Formal cause was one of four listed first by Aristotle:

  • Material—what something is made of.
  • Efficient—how one thing acts on another, causing change.
  • Formal—what makes the thing form a coherent whole.
  • Final—the purpose to which a thing is put.

In Understanding Media, Marshall McLuhan writes, “Any technology gradually creates a totally new human environment”, adding:

Environments are not passive wrappings but active processes….The railway did not introduce movement or transportation or wheel or road into society, but it accelerated and enlarged the scale of previous human functions, creating totally new kinds of cities and new kinds of work and leisure.

Thus railways were a formal cause that scaled up new kinds of cities, work and leisure.  “People don’t want to know the cause of anything”, Marshall said (and Eric quotes, in Media and Formal Cause). “They do not want to know why radio caused Hitler and Gandhi alike. They do not want to know that print caused anything whatever. As users of these media, they wish merely to get inside, hoping perhaps to add another layer to their environment….”

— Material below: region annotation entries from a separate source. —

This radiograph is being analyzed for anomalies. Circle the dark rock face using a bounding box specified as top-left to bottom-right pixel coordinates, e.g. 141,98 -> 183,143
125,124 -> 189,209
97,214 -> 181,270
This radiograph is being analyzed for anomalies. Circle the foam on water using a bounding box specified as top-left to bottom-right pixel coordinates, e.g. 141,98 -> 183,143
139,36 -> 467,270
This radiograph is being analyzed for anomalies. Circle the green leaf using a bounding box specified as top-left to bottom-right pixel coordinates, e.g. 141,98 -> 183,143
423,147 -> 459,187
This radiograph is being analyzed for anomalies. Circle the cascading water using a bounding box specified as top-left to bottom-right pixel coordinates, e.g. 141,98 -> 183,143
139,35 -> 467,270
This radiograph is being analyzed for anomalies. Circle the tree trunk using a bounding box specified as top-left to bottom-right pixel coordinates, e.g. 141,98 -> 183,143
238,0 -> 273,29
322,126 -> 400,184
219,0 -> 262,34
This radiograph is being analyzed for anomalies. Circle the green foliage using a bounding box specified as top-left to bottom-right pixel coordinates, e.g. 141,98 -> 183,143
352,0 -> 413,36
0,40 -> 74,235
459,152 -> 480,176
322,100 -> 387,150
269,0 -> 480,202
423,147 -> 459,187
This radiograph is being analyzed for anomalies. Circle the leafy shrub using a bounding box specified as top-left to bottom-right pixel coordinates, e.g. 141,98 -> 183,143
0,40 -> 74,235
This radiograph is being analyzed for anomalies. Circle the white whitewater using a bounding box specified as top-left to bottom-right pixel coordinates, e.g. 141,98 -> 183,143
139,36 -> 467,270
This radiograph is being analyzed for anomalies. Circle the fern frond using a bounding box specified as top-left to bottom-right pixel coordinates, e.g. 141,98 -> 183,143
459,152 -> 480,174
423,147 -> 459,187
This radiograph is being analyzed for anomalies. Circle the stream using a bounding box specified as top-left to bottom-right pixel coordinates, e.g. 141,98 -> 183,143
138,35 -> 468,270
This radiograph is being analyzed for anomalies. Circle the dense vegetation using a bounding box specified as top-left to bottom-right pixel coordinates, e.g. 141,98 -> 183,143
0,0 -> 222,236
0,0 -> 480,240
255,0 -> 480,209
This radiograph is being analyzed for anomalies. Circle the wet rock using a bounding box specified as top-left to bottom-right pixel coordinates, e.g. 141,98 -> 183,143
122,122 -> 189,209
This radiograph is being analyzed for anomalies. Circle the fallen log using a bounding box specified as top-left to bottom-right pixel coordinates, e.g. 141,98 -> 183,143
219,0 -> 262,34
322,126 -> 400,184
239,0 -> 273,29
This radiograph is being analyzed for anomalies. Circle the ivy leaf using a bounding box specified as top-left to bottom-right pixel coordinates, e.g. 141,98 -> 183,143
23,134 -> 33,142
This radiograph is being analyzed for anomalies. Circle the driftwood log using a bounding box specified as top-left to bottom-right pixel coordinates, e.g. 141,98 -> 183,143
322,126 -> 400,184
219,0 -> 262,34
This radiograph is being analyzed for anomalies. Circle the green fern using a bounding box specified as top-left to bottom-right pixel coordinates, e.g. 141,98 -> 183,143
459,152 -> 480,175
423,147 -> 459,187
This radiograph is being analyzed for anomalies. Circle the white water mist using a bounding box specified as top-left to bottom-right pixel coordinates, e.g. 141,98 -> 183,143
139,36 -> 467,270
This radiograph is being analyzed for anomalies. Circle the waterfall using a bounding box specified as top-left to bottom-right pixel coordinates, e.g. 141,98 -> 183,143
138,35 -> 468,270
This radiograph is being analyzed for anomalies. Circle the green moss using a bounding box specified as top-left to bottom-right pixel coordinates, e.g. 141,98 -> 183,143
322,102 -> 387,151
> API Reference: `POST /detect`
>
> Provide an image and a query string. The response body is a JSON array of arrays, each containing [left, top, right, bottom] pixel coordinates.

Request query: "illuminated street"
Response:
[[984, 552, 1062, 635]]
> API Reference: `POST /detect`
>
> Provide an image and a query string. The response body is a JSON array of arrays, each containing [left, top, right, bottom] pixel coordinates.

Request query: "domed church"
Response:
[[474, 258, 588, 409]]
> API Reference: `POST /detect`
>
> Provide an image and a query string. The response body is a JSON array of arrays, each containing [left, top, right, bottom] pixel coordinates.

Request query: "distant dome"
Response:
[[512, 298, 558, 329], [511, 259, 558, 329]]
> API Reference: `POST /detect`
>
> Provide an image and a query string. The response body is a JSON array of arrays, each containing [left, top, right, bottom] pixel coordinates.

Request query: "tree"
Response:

In Media and Formal Cause, Eric also sources Jane Jacobs:

Current theory in many fields—economics, history, anthropology—assumes that cities are built upon a rural economic base. If my observations and reasoning are correct, the reverse is true: that rural economies, including agricultural work, are directly built upon city economies and city work….Rural production is literally the creation of city consumption. That is to say, city economics invent the things that are to become city imports from the rural world.

Which brings us back to Houston. What forms will it cause as we repair it?